O problema, no caso de Bolsonaro, é que a extrema direita não está interessada em conceder nada. Reclamar anistia no mesmo trio elétrico onde se demoniza um ministro do Supremo é aberrante. Quem chama um magistrado de psicopata e criminoso, pedindo seu impeachment e sua prisão – soma dos discursos de Eduardo Bolsonaro e Silas Malafaia –, não quer paz política. A anistia, nesse caso, serviria não para estabilizar a democracia, mas apenas para libertar aqueles que continuam conspirando para destruí-la. No Sete de Setembro, Bolsonaro voltou a pôr em dúvida a lisura das eleições e do Tribunal Superior Eleitoral (TSE). Se disse vítima do sistema, quando a anistia pressupõe a aceitação da legitimidade desse mesmo sistema.

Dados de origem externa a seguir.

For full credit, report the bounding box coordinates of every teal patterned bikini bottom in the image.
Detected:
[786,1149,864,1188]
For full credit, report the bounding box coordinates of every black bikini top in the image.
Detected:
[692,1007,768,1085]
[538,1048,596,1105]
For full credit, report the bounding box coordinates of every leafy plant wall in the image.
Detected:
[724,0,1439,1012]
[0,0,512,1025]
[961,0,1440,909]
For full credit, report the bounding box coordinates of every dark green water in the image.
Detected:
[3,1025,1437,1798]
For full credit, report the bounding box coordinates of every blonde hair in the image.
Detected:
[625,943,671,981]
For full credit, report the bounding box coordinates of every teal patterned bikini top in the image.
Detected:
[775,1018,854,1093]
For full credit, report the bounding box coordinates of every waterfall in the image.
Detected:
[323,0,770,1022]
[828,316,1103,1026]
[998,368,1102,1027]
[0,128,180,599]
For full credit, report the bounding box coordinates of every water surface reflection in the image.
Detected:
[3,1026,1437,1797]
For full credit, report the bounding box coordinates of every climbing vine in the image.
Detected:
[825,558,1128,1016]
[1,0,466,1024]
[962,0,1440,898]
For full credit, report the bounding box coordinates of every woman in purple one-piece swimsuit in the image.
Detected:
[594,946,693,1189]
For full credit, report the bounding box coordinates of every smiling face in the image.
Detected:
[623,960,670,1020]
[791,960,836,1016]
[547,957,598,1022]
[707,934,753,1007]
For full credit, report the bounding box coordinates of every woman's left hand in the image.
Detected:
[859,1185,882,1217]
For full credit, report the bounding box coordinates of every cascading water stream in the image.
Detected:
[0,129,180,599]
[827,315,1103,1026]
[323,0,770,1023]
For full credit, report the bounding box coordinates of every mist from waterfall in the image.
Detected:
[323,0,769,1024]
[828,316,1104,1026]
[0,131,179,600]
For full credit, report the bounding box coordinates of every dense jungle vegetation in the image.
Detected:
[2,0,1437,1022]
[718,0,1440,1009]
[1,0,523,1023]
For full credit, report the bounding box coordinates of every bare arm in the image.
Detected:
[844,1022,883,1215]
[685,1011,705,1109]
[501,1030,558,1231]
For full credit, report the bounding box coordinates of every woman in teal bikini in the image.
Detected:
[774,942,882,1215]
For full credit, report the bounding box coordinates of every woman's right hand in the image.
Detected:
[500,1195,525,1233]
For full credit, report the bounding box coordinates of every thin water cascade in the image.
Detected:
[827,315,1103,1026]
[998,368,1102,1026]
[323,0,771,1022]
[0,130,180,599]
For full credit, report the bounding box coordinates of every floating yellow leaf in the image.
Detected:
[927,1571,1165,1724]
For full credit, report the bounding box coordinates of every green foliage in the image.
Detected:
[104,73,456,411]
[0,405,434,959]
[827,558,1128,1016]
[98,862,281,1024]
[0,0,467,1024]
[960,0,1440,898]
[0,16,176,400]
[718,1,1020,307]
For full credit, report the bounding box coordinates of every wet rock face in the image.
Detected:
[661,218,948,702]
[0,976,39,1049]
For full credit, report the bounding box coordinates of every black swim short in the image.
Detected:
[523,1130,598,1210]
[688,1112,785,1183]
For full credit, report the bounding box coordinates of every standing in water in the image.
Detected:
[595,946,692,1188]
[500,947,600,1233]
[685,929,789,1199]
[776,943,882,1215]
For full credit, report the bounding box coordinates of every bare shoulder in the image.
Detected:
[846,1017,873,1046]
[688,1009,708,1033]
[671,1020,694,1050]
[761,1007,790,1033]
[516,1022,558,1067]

Nenhum perdão é absoluto. Se aprovada uma lei de anistia, o que não é simples, quem terá a palavra final será o próprio Supremo Tribunal Federal. Isso porque a anistia, sendo lei, não escapa ao controle de constitucionalidade feito pelo STF. Os sinais apontam que o tribunal não está disposto a transigir: no ano passado, anulou a graça concedida por Bolsonaro ao ex-deputado federal Daniel Silveira. Os ministros entenderam que ela extrapolava a finalidade própria de um perdão: o ex-presidente não queria paz alguma, mas apenas mostrar que concordava com os ataques contra o Supremo e seus ministros. É improvável que, no caso do 8 de janeiro, o tribunal seja mais generoso e perdoe aqueles que tentaram destruí-lo.
Os problemas de Bolsonaro, porém, talvez comecem antes disso. Para conseguir que deputados e senadores comprem tamanha briga e aprovem a anistia, o ex-presidente precisa provar a eles que ainda é capaz de entregar o que promete: os votos do eleitorado de direita. Desde 2018, Bolsonaro é o líder inconteste desse campo político, puxando-o consigo nos momentos de radicalização e de recuo. O crescimento de Pablo Marçal à revelia de Bolsonaro, em São Paulo, sinaliza para os chefes do Centrão que talvez o ex-presidente não consiga mais entregar tudo o que esperam dele. Ou ao menos que, daqui em diante, não será o único a fazê-lo.